Web 2.0 requires an Internet mindset

George F. Colony of Forrester Research points out that CEOs have problems with Web 2.0 (free subscription required). As he said:

Imperious CEOs often have trouble with this one. They still see their company dictating pricing, product configurations, and service levels – a one-way street, with the company lording over subservient customers. The mentality is: “We’ll do what we want to do and the world will love it.” It’s this sort of logic that results in GM focusing on trucks (“Hey, it’s good for our profit!”) in an age of $3 gas, and Airbus building the A380 (“It’s bigger than the 747!”) when the hub-and-spoke airline topologies are crumbling. Customers are changing too fast, they have seemingly unlimited choice, and, to borrow a phrase, they want what they want.

The bigger and more powerful the company, the less likely it is to relate to Web 2.0. As Dawn Bushaus of Light Reading points out Web 2.0 is presenting the telecoms with a real identity crisis.

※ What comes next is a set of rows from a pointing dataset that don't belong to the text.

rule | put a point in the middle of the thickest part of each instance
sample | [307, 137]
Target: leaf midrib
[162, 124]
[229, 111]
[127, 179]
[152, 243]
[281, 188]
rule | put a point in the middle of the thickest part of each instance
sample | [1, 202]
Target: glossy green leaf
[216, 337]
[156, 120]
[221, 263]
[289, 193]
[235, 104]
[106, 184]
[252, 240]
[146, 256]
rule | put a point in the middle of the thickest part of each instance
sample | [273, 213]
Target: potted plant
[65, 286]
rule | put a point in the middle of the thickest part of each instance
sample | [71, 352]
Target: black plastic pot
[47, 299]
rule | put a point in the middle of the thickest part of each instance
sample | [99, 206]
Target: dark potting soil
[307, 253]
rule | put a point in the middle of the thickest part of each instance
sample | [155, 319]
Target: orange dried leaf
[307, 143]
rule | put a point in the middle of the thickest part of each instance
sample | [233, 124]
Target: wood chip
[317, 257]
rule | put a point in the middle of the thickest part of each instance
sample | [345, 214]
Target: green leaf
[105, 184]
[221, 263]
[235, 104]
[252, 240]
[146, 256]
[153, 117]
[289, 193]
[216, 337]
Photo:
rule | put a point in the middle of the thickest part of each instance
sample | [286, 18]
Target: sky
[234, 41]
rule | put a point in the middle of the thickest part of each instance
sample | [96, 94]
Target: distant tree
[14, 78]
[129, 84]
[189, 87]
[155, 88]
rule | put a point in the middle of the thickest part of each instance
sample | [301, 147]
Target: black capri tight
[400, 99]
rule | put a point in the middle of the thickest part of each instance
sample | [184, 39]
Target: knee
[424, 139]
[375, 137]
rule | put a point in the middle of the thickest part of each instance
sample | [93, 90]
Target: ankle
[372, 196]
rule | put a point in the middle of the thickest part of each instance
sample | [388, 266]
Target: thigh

.. and what exactly is Web 2.0. It’s a phrase that everyone bandies around without really being sure what is implied. It is used by the technologists to define websites that have much greater interactivity. So visitors can interact with websites and vote on items or leave comments. It’s what is called user generated content (UGC). You’ll see it on such popular sites as youTube or Facebook. How could such websites create any problems for powerful companies?

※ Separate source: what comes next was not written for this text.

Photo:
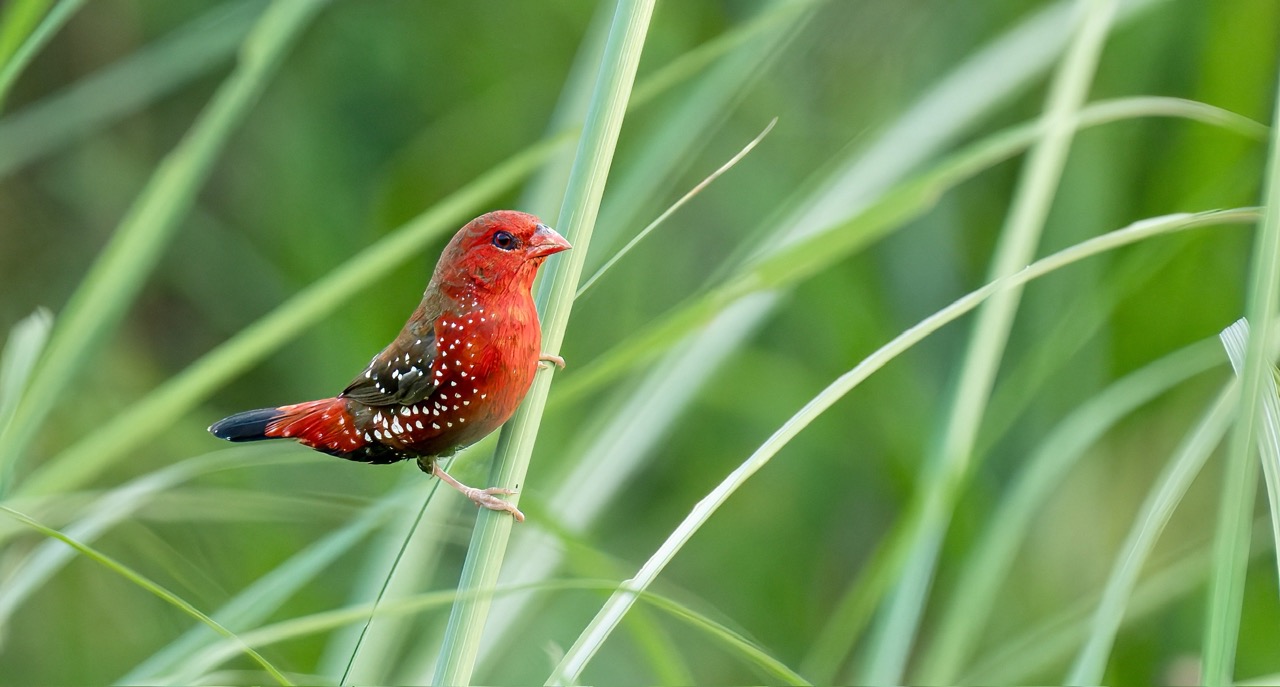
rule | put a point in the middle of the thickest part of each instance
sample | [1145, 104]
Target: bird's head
[498, 251]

The real answer is that it isn’t really Web 2.0 that is creating the problem. Web 1.0 (whatever that may have been) created the same challenges and Web 3.0 and Web 4.0, if they come along, will perpetuate the problems for powerful companies.

What is creating the difficulties is just the Internet itself. Web 2.0 is only a small fraction of that. The Internet could be called a disruptive technology in that it changes the way societies and economies function. It levels many playing fields. Buyers are much more in control. Individuals can now express opinions and can easily come together in groups to give weight to those opinions. Unless you adopt an Internet mindset, you will be in for many surprises. The old-style power brokers who have not adopted this new mindset will find that their old traditional methods are very much less effective or even counterproductive.

The really successful major corporations are already seeing the writing on the wall. Wal-Mart for example made some mistakes initially but has now clearly adopted an Internet mindset. Unfortunately the telecoms in general still assume the world goes on as before. Just check out the crowdsourcing project run by Roberto Rocha entitled Your Call Is Important To Us for confirmation of what you know so well.

A further graphic example of how the telecoms still feel power works in the old way turned up in a Gazette article last week by the same Roberto Rocha. Telecom complaints body comes under fire. This all relates to the Commission for Complaints for Telecommunications Services.

The ombudsman-like body, whose mission is to resolve conflicts between consumers and telecom companies, surprised interest groups when it materialized without warning last month. The Commission was spawned from the government’s decision to deregulate telephone companies in markets where there are at least three competitors, thus letting market forces set prices and product offerings.

The critics, and there are many, feel that although the office is long overdue, it should not have been created by industry players themselves without prior consultation. The suggested mechanics are of course those the telecoms would prefer. That might have worked in the old days. However without an Internet mindset, they may well produce a final outcome, which is worse than they could have achieved by communication and involvement of the other relevant parties.